Sorry to hear about your crayfish. They can be tricky. With it being a new tank, the water may need time to adjust and condition with the ph, hardness and ammonia levels. They sell test kits at pet stores for those things. I like the sticky thermometers for the side of the tank so you can keep the temp regulated. Some tropical specimens are so touchy.


----------



## Vertical Limit (Jan 6, 2017)

I had a 150 gallon Reef Tank and 110 gallon saltwater fish tank. Shrimp and things like that was almost impossible to keep. Where everything else flourished the shrimp would die so I finally stayed away from them. Just some info from past experience.

Carol


----------



## Marsha Cassada (Jan 6, 2017)

The woman I got the crayfish from is also trying to raise shrimp. She's having some luck, but not ready to sell yet. I doubt I will try any of those. I do like the little crays, though. A salt tank would be so cool! The marine things are so colorful.


----------



## Debby - LB (Jan 6, 2017)

That is a really pretty tank I like it. I do see your crayfish! that's cool! I'm sorry you lost one of them. I remember Mama having a big tank with a lot of tropical fish, they are so fun to watch. Around here the pediatricians all have huge salt tanks in their offices, they are hypnotizing....I'm like a kid staring at the Clown fish and others with their vivid colors.


----------



## Miniv (Jan 7, 2017)

My husband and daughter are the fish lovers more than me.....I just feed them. Larry talked about wanting a salt water tank and I said NO.
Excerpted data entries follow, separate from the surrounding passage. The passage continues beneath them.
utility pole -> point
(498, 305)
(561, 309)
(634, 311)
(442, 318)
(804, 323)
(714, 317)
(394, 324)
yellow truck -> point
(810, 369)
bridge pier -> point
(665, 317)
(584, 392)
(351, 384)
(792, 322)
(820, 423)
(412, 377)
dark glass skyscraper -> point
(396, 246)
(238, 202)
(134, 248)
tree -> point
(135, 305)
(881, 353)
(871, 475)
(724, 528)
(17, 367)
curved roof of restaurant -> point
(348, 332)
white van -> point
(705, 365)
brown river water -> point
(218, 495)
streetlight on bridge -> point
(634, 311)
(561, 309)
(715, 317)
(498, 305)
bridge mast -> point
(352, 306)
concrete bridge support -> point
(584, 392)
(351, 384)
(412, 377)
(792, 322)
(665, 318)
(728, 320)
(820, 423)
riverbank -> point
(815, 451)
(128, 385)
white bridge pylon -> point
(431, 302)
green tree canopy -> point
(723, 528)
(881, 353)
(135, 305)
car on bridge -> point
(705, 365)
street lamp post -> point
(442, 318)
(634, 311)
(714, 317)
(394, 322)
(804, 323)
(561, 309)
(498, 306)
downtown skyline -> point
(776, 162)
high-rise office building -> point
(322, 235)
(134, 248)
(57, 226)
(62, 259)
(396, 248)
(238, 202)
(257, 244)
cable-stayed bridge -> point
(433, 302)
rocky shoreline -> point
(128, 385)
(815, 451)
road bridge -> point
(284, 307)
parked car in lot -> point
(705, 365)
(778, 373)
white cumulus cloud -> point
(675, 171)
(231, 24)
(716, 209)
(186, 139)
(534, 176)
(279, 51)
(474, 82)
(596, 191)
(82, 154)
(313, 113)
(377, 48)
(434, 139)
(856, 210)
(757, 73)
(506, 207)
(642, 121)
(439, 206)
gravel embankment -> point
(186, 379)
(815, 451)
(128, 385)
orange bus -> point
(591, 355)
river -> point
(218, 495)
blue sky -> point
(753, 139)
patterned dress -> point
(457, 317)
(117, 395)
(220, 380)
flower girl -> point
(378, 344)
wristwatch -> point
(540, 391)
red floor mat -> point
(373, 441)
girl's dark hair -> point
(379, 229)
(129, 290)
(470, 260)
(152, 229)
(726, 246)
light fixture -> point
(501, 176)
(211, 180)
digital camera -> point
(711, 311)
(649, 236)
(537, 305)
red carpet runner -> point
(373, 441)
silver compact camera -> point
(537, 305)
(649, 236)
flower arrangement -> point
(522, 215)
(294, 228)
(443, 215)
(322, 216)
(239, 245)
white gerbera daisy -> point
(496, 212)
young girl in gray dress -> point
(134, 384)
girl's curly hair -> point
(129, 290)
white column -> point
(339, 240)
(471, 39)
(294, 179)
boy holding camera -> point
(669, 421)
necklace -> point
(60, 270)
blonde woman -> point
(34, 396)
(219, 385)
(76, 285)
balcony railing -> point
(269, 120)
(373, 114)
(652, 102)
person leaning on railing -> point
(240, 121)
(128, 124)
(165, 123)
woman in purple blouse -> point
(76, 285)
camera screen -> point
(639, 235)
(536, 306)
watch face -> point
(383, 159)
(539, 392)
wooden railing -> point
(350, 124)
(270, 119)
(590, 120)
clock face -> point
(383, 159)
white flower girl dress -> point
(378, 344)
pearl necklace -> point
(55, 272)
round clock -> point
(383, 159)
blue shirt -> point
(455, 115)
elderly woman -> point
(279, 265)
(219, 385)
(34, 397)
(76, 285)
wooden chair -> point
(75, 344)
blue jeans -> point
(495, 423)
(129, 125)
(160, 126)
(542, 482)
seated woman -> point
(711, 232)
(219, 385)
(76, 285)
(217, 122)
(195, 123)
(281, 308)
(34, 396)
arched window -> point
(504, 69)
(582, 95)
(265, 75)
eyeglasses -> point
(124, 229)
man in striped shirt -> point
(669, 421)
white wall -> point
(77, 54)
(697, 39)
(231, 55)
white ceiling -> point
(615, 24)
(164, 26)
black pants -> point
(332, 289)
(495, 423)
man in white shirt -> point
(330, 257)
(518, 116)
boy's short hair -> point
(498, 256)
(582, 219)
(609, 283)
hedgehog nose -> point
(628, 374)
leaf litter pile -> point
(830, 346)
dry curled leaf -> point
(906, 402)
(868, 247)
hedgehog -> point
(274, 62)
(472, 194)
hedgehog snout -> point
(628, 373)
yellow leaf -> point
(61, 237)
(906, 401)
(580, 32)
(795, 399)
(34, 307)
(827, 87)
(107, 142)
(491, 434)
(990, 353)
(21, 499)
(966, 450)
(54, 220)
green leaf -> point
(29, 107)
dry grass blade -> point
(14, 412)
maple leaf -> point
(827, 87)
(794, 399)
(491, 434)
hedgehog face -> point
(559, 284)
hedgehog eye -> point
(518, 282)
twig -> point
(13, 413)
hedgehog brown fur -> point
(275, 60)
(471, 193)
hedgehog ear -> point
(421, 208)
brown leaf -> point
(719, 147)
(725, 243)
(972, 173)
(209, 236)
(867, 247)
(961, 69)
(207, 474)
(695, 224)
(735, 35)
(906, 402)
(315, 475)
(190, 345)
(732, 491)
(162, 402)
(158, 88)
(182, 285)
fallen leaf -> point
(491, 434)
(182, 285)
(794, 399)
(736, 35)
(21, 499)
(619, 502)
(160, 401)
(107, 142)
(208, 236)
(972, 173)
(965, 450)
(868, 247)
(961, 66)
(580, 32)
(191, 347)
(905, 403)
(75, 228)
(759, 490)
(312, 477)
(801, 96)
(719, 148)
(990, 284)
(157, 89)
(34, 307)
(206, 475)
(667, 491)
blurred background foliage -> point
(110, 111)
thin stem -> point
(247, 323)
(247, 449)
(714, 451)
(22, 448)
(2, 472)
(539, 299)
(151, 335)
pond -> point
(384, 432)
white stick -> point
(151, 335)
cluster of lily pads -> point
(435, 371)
We have occasional power outages and can only imagine losing hundreds of dollars worth of fish when their heater and filter goes off for any length of time!


----------



## secuono (Jan 7, 2017)

Red cherry shrimp are the easiest. But all of them go through death cycles where nearly all randomly die and then a few weeks later, you start to see the survivors. It's a weird & depressing phenomenon.

Bamboo shrimp are large and fun. I had one for a long time that I hand fed. ♡

I just got a 125g tank. Just for my Black Ghost Knife. =) Super spoiled fish.


----------



## Marsha Cassada (Jan 7, 2017)

secuono said:


> Red cherry shrimp are the easiest. But all of them go through death cycles where nearly all randomly die and then a few weeks later, you start to see the survivors. It's a weird & depressing phenomenon.
> 
> Bamboo shrimp are large and fun. I had one for a long time that I hand fed. ♡
> 
> I just got a 125g tank. Just for my Black Ghost Knife. =) Super spoiled fish.


I had to look that fish up. My son used to have a big Oscar. We were temporarily in an apartment during a move. Windows open. They sprayed something on the lawn and it killed his fish.


----------



## Silver City Heritage Farmstead (Jan 8, 2017)

How unfortunate that you lost one so quickly, they're cute in a crustacean kind of way.

I truly enjoy looking at aquariams. They're so peaceful, and fascinating to see the underwater environment. It's interesting to see the interactions of creatures that are so foreign to what I'm accustomed to. You can keep sharing pictures anytime. I'll keep looking at them.


----------



## Marsha Cassada (Jan 10, 2017)

The little crayfish is doing great. I used a tube to drop a pellet of crayfish food in front of him. I got the food from the fish gal. My cray rushed up to it, felt it all over, then abandoned it. I wonder if he took a couple of nibbles? The snails finished it off in a few minutes, though. I was worried about the big snails getting my little guy, but he climbs over them like rocks. I've seen him sitting on a flake of regular fish food for a long time, working on it. Maybe because he is so little he like the fish flakes best.

I think I have too many snails, and I see eggs on the aquarium walls. I think I will get a few out and return them to the fish gal.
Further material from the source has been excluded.